Doctor Jameson, on the other hand, is not enamoured with his peer, or rather, rival. How Tom had to stifle his sniggers as the waspy old crone dismounted from his horse beside an elegant Exeter carriage, his face puzzled, his frown deep. The introduction has been nothing less than glacial.
‘On matters so delicate and so important, I feel it only right that I should seek a second medical opinion. I believe it is the scientific way?’ Tom says.
‘Quite right, Mr Oliver. We understand, don’t we, Doctor Jameson? We are men of science, after all.’
Tom indicates that they should make their way upstairs. He lets Doctor Kershaw into Mary’s room while he remains on the landing with Anne and Jameson.
‘I know what you are doing, Mr Oliver,
’ Jameson says while fiddling with his pocket watch.
Tom is acutely aware of Anne’s gaze; he feels like a prize bull at an auction. Every now and again he looks back at her, sometimes grave and solemn, sometimes exasperated, sometimes he even gives her a little wink when he is sure Jameson is not looking. She likes that.
Finally, Doctor Kershaw returns, and Tom allows Jameson to see to Mary. Once Jameson has gone, Doctor Kershaw begins.
‘Your wife is terribly ill, sir.’ He dabs the sweat from his face with a clean handkerchief. ‘I have to say,’ he continues in hushed tones, ‘I think it is appalling that you have had to endure this. She should have been hospitalised weeks ago, looking at the state of her.’
‘Jameson has known her since childhood. I thought he would know what was best for her, but ...’
Kershaw touches Tom’s arm in a small gesture of condolence.

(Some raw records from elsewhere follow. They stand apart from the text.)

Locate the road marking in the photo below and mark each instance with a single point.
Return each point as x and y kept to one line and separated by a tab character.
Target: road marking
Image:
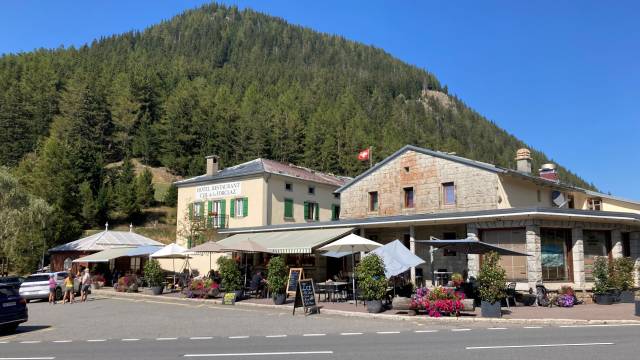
263	354
530	346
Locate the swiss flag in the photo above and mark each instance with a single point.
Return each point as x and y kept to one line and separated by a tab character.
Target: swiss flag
364	155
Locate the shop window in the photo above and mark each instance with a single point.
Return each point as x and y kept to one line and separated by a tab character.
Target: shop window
449	193
373	201
555	265
408	197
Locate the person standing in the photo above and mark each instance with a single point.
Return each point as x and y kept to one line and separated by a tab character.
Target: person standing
52	289
85	282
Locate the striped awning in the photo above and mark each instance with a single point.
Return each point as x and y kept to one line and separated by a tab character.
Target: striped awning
289	242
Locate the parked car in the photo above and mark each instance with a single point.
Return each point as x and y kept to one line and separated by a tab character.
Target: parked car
36	286
13	308
14	281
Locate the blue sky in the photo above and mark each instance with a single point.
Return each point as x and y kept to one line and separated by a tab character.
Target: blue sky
563	76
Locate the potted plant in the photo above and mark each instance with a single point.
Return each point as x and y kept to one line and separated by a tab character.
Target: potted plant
230	276
277	279
372	281
602	284
154	275
492	279
621	278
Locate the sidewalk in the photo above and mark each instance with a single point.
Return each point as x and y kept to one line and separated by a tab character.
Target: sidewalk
589	314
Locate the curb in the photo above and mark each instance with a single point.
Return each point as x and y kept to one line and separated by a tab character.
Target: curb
394	317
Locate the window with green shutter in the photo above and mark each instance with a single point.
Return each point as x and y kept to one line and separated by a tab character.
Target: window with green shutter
288	208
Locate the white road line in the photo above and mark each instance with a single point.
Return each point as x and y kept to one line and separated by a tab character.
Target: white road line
530	346
263	354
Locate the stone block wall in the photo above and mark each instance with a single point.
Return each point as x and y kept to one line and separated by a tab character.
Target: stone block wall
476	189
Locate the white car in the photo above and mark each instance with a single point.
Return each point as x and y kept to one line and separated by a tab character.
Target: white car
36	286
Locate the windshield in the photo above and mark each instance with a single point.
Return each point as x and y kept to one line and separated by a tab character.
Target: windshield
34	278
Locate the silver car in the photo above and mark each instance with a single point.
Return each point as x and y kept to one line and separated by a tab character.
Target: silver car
36	286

‘I should also like you to see Anne here. She is Mary’s lady’s maid. I’m afraid she’s not had a very good time of it of late, have you, Anne?’
Anne’s head is dipped low. Her hands are held neatly together, though they shake. She is on the brink of tears when she looks up. She plays her part well.
‘Show the doctor what Mary has done to you.’
Anne removes her gloves so that Kershaw may inspect the deep gouges on the thin, pale flesh of her hand that are forming thick crusts of scabs. She undoes the first two buttons on her blouse to reveal a floret of dark purple bruising on her neck and jawline where Mary struck her with a cold fire-iron over a week ago.
‘She’s taken whole clumps of my hair out, sir. She’s thrown things at me. I’ve had glass stuck in my skin from where it’s shattered against me.’
Kershaw takes her hand to examine the wound, then gently tilts her head so he may see her bruises. ‘You shall heal, but what a dreadful ordeal for you.’
Anne’s tears trail down her cheeks. ‘She talks so badly of the baby, sir. She talks about killing him! I am scared of her, sir.’